Les deux jeunes filles venaient de quitter la cour d’honneur et franchissaient la porte cochère qu’un garde leur avait ouverte avec respect.

Sur la place du Château elles se virent tout à coup abordées par deux hommes.

— Philomène !… dit l’un.

— Constance !… proféra l’autre.

Les deux jeunes filles reconnurent Philippe Vautrin et Pierre Nolet à qui nous rendrons son véritable nom.

— Père ! Père ! cria Constance folle de joie, voici ma sœur, Philomène !

Nolet regarda la belle demoiselle sans s’approcher.

Et elle pensa :

— Non… cet homme n’est pas mon père !

Constance demeura surprise et chagrine.

Philippe Vautrin, qui devina dans quelle situation embarrassante on allait se trouver, intervint :

— Monsieur Nolet, prenez le bras de Mademoiselle Constance, moi je prends celui de Mademoiselle Philomène, car il est urgent que nous allions régler certains comptes.

Pierre Nolet, toujours vêtu en mendiant, offrit son bras à Constance qui, cette fois, parut marcher comme en un rêve de folie. Philippe Vautrin offrit le sien à Philomène qui s’y pendit en murmurant :

— Ah ! monsieur, monsieur, dites-moi que signifie tout ce mystère… toute cette comédie qui ne semble pas prendre fin !

— Patientez, mademoiselle, murmura Philippe, bientôt vous en verrez la fin ! Venez…

Un quart d’heure après tous quatre pénétraient dans la maison de Verteuil où ils furent reçus par Maubèche qui, le candélabre à trois branches en sa main droite, s’effaçait pour laisser entrer ses visiteurs dans le vestibule.

Maubèche… Mais qu’avait-il donc tout à coup ?… Voilà qu’après avoir refermé la porte il se mit à chanceler… il faillit même échapper le candélabre…

— Hé ! Maubèche, tu as trop bu ! cria sévèrement Philippe. Et notre prisonnier ?
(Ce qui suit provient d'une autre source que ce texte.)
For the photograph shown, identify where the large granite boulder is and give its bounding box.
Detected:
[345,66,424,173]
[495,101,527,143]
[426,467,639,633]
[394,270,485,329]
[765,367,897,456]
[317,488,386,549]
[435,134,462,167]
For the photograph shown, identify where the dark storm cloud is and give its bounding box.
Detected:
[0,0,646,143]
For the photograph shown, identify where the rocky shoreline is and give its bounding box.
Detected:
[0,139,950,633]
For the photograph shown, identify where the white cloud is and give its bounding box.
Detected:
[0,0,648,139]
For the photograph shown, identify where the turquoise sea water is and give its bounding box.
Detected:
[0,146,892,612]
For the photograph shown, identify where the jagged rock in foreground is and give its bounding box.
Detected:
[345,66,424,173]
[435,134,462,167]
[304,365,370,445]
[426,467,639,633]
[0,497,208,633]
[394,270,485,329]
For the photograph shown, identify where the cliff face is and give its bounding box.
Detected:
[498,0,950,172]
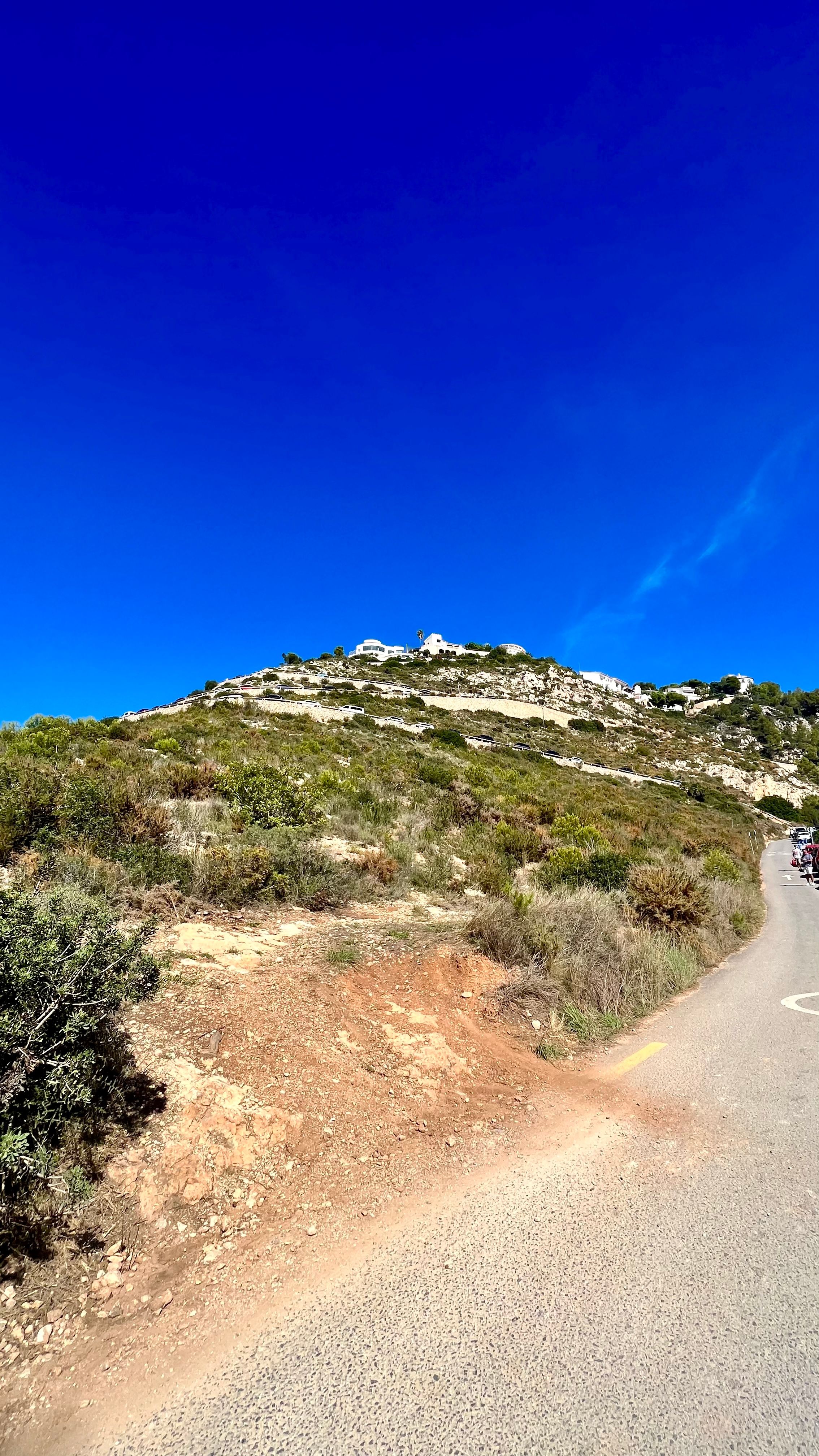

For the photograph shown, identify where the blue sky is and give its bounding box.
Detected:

Maubèche ne répondit pas. Avec le candélabre vacillant élevé au-dessus de sa tête, le nain, tout figé, ses yeux à fleur de tête affreusement agrandis, considérait Philomène. Elle, avec effroi, regardait ce nain grotesque et grimaçant.
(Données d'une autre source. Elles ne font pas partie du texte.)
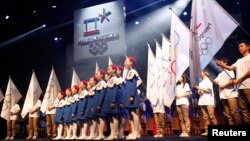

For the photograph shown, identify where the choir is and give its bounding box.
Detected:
[1,42,250,140]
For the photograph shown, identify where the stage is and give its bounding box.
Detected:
[7,135,207,141]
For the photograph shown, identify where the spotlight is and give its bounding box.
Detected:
[5,15,10,20]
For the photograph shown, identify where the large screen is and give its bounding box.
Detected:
[74,1,127,61]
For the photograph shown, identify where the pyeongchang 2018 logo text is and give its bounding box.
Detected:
[78,8,119,56]
[195,23,213,56]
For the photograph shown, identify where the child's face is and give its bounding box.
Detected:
[105,74,110,82]
[124,58,133,68]
[66,90,71,96]
[79,82,86,90]
[239,43,250,55]
[57,92,63,99]
[108,66,114,75]
[116,69,122,75]
[71,87,76,94]
[89,78,96,86]
[87,82,91,90]
[95,71,103,80]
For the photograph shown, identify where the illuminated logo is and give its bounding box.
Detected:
[190,23,213,58]
[83,8,111,37]
[78,8,119,56]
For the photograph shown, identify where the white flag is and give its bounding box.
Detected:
[95,61,99,73]
[190,0,239,86]
[147,44,157,105]
[156,41,164,106]
[41,68,61,113]
[162,35,175,107]
[1,78,22,120]
[108,57,113,66]
[170,11,191,82]
[71,69,81,87]
[21,71,42,118]
[0,89,4,103]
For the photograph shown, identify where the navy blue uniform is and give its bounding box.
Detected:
[124,69,140,109]
[63,96,72,123]
[118,77,125,114]
[76,90,88,121]
[94,80,107,117]
[70,93,79,122]
[103,76,119,114]
[53,99,65,124]
[85,87,97,119]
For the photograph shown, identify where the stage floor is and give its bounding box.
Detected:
[4,135,207,141]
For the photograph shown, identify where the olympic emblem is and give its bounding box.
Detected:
[199,37,213,56]
[2,94,11,111]
[44,78,56,99]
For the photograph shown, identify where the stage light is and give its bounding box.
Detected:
[5,15,10,20]
[0,24,46,48]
Puis, tout à coup, Maubèche poussa un cri rauque, lança son candélabre dans un grand miroir qui vola en miettes, et avec un rugissement clama :

— Ma fille !… ma fille !…

Dans l’obscurité qui suivit le nain se jeta sur Philomène, la saisit dans ses bras et se mit à l’embrasser avec frénésie, répétant :

— Ma fille !… ma fille !…

— De la lumière ! rugit Philippe Vautrin ; cet homme est fou !

Pierre Nolet se précipita vers le candélabre dont une des bougies demeurait intacte et réussit à l’allumer en quelques secondes.

Alors on put voir le nain serrant dans ses bras Mlle  de Verteuil évanouie, et couvrant son visage blême de baisers.

Vautrin se jeta sur lui et voulut lui arracher Philomène.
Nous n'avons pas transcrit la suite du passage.